アスリートの勝負強さはどこからくるのか――。輝かしい活躍を見せるトップアスリートのヒーロー的なイメージに反して、その強さの秘密の一端には“腹黒さ”もあるという。
勝負強いアスリートは“腹黒い”?
開会式では物議も呼んだパリ五輪が幕を閉じたが、五輪は普段は観戦することのない競技や選手を目にする格好の機会でもある。

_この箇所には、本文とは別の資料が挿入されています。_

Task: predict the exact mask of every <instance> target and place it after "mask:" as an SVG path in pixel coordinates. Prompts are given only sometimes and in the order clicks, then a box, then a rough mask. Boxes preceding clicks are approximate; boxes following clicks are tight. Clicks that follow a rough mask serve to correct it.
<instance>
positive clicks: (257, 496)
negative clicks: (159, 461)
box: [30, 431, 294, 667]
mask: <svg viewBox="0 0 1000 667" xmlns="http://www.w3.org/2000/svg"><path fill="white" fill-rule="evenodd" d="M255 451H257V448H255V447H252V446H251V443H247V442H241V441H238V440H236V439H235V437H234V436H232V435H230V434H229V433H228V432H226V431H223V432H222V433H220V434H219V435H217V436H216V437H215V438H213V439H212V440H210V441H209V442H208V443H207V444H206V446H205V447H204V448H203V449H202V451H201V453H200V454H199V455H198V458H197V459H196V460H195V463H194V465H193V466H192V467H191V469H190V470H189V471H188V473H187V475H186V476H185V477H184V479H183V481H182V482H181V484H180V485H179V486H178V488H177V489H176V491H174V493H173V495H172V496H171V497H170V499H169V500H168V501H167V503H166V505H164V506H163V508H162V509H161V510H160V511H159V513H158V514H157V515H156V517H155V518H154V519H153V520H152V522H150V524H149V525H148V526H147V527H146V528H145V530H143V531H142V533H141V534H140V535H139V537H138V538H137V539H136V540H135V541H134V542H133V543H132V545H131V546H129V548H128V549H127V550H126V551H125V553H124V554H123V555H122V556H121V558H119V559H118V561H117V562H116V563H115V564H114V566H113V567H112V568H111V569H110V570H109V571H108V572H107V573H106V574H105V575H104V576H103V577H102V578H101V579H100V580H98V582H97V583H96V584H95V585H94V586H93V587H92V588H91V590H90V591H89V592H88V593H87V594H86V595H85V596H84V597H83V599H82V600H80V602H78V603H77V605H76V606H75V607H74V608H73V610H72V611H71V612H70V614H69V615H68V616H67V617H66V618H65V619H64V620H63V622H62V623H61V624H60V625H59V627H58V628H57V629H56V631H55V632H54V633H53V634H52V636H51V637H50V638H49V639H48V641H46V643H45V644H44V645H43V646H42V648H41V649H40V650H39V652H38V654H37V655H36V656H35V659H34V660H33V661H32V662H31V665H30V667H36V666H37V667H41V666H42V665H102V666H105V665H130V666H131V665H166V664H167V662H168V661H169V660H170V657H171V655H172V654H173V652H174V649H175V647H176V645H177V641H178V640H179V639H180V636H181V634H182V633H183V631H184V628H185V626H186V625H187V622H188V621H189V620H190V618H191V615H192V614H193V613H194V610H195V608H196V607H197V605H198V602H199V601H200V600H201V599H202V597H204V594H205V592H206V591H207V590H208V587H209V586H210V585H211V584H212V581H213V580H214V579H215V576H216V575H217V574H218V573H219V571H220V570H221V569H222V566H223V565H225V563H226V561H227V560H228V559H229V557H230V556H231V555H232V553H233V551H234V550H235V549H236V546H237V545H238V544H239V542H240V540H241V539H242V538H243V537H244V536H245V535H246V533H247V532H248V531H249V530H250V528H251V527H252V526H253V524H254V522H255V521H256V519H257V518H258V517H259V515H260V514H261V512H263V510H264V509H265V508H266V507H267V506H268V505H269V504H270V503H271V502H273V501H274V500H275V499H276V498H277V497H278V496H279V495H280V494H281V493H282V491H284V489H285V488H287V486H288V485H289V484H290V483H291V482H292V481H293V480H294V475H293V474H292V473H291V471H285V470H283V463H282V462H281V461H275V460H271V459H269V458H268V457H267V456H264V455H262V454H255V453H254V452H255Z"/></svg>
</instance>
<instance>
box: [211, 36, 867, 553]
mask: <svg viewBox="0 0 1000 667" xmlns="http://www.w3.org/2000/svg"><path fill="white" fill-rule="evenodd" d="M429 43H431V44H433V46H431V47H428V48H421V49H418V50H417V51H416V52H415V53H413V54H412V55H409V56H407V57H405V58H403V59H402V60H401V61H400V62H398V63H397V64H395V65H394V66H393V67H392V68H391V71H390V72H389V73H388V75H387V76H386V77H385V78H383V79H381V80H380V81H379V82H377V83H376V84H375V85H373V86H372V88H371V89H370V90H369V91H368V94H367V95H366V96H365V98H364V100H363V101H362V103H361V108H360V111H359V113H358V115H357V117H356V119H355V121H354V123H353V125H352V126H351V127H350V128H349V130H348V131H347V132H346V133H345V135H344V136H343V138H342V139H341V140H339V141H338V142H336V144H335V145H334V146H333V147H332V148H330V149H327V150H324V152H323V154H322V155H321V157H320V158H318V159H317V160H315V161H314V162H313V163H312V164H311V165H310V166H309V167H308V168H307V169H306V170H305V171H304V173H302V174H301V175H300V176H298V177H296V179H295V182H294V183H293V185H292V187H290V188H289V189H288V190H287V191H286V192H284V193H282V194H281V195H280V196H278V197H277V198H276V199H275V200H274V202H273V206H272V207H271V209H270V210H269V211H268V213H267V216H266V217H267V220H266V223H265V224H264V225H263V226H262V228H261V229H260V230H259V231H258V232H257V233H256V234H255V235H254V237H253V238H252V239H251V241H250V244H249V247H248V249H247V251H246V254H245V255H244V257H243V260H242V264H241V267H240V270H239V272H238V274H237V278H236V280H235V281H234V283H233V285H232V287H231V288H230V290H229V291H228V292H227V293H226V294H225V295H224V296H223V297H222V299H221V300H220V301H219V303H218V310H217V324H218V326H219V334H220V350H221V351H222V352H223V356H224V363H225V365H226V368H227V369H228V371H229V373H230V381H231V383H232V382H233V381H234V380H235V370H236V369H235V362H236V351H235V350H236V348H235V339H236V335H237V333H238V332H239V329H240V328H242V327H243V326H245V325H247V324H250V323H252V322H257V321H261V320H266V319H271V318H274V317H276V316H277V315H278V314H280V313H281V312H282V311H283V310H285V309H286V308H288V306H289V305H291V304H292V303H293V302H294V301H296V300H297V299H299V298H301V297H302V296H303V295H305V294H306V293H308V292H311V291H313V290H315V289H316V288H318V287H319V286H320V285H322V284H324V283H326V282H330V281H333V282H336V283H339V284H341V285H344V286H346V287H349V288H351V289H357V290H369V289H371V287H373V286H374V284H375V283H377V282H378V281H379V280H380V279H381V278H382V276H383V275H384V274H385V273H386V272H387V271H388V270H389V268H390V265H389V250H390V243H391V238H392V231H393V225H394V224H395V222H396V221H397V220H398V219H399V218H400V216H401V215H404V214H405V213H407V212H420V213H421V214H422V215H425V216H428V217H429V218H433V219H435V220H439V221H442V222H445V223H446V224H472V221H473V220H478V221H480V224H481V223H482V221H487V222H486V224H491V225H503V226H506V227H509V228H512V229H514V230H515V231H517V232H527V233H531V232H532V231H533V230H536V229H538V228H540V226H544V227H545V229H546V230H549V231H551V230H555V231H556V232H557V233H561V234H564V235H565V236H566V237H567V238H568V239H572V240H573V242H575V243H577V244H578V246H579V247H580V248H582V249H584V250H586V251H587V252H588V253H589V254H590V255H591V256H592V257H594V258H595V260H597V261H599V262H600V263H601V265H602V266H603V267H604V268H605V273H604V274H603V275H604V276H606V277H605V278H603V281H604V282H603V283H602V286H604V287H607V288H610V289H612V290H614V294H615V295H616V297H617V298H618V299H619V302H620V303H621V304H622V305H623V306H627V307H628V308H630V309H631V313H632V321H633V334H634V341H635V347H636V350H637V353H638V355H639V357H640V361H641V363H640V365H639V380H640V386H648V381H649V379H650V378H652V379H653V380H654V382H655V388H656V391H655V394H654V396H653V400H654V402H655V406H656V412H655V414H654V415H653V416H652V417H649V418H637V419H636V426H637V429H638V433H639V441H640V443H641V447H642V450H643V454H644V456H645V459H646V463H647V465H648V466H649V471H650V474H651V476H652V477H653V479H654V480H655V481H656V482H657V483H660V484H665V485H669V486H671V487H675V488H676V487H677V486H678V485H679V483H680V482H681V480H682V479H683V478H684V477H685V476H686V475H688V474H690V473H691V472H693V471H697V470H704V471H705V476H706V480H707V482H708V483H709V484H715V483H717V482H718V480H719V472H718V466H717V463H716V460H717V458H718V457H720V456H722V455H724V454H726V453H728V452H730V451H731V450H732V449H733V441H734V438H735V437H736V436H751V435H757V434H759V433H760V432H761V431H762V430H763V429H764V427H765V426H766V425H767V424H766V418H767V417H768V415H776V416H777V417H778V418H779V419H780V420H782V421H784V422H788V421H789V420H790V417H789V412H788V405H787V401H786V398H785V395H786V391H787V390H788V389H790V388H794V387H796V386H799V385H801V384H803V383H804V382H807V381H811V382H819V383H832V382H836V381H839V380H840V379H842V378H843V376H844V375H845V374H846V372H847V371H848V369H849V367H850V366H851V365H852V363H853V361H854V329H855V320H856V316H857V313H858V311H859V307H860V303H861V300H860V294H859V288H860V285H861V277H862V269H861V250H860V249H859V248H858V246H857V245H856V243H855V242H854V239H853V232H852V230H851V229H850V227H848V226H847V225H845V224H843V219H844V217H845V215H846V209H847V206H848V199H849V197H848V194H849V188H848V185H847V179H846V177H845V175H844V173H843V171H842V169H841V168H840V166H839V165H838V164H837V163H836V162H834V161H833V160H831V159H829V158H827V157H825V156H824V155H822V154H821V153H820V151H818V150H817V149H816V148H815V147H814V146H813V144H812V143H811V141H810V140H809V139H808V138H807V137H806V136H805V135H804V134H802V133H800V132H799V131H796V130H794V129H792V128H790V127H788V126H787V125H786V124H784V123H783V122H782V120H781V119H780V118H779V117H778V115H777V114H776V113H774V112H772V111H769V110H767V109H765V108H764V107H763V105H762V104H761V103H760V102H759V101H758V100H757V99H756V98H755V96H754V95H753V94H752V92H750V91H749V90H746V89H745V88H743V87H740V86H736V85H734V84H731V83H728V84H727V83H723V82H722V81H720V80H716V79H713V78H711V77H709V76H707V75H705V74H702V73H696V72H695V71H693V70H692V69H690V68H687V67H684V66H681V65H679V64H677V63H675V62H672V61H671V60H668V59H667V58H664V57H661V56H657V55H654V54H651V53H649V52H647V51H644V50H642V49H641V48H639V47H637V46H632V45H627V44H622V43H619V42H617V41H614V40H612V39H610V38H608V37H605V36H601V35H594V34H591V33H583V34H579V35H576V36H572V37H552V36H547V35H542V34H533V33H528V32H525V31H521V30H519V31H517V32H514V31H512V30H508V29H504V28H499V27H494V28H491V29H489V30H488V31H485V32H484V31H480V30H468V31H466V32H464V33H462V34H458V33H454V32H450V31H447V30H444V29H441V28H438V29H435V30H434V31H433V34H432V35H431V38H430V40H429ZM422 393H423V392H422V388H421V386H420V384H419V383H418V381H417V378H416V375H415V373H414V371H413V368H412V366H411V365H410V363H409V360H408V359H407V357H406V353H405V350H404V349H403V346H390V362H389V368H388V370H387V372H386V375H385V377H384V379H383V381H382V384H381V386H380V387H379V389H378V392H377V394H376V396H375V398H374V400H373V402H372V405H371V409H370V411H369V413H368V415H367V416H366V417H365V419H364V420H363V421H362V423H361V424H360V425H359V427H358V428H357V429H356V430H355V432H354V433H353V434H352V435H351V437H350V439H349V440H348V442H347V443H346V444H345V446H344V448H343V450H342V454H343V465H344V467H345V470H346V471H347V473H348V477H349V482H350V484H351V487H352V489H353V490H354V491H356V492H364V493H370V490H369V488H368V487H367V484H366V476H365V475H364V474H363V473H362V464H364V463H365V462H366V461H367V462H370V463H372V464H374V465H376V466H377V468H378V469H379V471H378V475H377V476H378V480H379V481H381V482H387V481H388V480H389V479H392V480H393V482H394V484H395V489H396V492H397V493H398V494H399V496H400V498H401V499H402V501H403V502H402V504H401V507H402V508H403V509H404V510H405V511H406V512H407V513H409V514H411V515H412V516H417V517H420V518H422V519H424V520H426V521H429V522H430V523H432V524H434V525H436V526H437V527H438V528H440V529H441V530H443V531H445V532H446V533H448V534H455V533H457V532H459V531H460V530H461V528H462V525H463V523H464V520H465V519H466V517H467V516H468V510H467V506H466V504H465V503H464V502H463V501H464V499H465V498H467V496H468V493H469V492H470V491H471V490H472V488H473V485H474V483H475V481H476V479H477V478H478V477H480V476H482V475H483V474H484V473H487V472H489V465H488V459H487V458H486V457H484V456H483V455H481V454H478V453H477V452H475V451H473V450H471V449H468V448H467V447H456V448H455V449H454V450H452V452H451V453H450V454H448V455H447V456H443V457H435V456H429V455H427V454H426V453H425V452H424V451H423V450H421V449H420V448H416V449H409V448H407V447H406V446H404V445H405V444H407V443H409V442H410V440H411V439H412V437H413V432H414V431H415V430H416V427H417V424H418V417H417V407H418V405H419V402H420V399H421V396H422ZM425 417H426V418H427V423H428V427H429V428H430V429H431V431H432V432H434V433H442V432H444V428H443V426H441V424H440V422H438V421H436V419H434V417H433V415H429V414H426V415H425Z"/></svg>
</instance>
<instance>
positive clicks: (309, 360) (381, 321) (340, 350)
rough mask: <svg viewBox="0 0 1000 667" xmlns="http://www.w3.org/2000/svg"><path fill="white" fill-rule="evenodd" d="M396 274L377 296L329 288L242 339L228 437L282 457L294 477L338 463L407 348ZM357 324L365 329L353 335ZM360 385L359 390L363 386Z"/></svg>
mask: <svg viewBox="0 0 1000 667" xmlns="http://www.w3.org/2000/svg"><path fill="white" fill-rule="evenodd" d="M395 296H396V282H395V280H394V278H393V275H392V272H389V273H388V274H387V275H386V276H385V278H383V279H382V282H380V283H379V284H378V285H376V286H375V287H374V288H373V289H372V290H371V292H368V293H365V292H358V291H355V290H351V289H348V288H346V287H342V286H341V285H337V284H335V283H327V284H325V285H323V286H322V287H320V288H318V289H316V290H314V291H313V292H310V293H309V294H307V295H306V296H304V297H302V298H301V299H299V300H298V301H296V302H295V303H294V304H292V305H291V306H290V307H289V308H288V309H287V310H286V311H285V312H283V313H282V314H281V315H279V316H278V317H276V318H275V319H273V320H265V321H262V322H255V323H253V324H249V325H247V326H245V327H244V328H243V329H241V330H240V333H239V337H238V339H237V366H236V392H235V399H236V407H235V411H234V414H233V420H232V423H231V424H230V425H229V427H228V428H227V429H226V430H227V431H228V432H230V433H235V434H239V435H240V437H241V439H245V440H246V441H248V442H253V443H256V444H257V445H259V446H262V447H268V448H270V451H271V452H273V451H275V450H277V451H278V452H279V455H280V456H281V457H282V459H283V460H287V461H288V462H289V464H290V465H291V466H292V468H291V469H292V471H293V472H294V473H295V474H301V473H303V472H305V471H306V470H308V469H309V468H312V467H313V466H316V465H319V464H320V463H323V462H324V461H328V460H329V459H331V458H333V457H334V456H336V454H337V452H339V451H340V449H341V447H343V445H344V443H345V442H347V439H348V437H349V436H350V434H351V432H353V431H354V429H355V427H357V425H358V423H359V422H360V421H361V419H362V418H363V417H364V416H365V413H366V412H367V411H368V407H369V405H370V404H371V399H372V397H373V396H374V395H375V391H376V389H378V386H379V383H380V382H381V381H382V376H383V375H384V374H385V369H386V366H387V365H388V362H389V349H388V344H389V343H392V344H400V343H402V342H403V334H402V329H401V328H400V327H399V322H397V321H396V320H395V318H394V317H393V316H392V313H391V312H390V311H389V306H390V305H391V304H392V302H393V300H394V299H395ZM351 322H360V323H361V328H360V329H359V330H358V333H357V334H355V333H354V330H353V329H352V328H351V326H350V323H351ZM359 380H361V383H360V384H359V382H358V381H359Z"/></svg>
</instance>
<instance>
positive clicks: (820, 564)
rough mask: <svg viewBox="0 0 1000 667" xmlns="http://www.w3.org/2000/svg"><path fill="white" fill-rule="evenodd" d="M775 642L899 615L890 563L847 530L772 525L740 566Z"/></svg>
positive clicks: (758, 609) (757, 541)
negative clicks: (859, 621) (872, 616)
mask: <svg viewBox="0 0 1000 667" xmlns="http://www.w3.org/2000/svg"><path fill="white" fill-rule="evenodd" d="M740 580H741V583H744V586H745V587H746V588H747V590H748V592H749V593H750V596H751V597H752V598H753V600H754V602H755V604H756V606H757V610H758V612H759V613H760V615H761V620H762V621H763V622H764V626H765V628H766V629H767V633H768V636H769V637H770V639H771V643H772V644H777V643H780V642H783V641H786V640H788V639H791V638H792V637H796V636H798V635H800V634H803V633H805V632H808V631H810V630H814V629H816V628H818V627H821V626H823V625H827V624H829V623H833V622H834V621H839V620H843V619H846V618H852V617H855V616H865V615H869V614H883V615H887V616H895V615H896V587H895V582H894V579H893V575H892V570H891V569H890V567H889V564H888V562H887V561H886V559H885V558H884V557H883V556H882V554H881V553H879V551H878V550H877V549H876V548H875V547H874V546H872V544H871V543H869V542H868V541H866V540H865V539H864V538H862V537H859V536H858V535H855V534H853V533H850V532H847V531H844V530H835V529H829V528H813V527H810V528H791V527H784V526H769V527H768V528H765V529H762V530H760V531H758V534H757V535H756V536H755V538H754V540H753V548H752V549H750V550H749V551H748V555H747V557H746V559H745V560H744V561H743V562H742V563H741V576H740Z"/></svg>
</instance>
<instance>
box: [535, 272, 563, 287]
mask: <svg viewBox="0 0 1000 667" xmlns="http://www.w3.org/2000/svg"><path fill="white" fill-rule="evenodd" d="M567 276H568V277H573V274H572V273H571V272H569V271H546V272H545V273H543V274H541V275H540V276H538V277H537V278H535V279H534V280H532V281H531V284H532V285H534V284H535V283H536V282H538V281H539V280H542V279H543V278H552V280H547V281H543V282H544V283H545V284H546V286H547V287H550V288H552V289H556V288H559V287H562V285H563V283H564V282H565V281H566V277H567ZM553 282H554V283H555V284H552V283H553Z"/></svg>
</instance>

選手たちのキャラクターもさまざまであることから、さながら“人間観察”の場にもなり得るのだろう。
英雄として称賛されることもあるトップアスリートたちだが、新たな研究は彼らのイメージダウンにも繋がりかねない研究結果を報告している。
英ノッティンガム・トレント大学の研究チームが今年5月に「Personality and Individual Differences」で発表した研究によれば、勝利のためにトップアスリートには“悪意”のある性格特性が必要であるというのである。
この“悪意”とは具体的には自己中心的、冷酷さ、操作的であることが含まれている。
社会的には望ましくない気質であるナルシシズム、マキャベリアニズム、サイコパシーの3つの人格特性の集合体はダークトライアドと呼ばれている。
ナルシシズムとは、自己誇大性、権利意識、優位性の認識、他者への優越感、独自性の感覚などを特徴としており、自己の利益を重視する傾向がある。
マキャベリアニズムとは、過度に操作的で抜け目なく打算的に行動したり思考したりし、行動計画を慎重に画策する“腹黒い”傾向がある。
サイコパシーとは、衝動的でスリルを求める行動に出る傾向が高く、他者に対する共感性のレベルが低い。
こうした3つの性格特性が混然一体となったダークトライアドのレベルが一般の人々に比べて、アスリートは高い傾向にあることがこれまでの研究からも報告されているのだ。
「社会的な場で悪意があると見なされる特定の性格特性は、パフォーマンススポーツに非常に関連しています」と主執筆者のジョセフ・スタンフォード氏は同大学のニュースリリースに話している。
「高いパフォーマンスを発揮できる環境は、優越感を持ち、勝利を追求することに容赦がなく、自分の成功のために他人に影響を与えることができるという強い信念を持つ人々を引き付けることが多いです」(スタンフォード氏)
研究チームは特に、ナルシシズム、マキャベリズム、サイコパシーからなるダークトライアドに注目し、これらの特性は一般の人々には否定的に受け止められているが、エリートスポーツのような高いパフォーマンスの環境では利点となる可能性があると解説している。
勝負強いトップアスリートに“腹黒い”側面があるかもしれないと知ればスポーツ観戦が微妙に感じられてくるかもしれないが、むしろゲームの駆け引きをもう一段深く理解して楽しむこともできそうだ。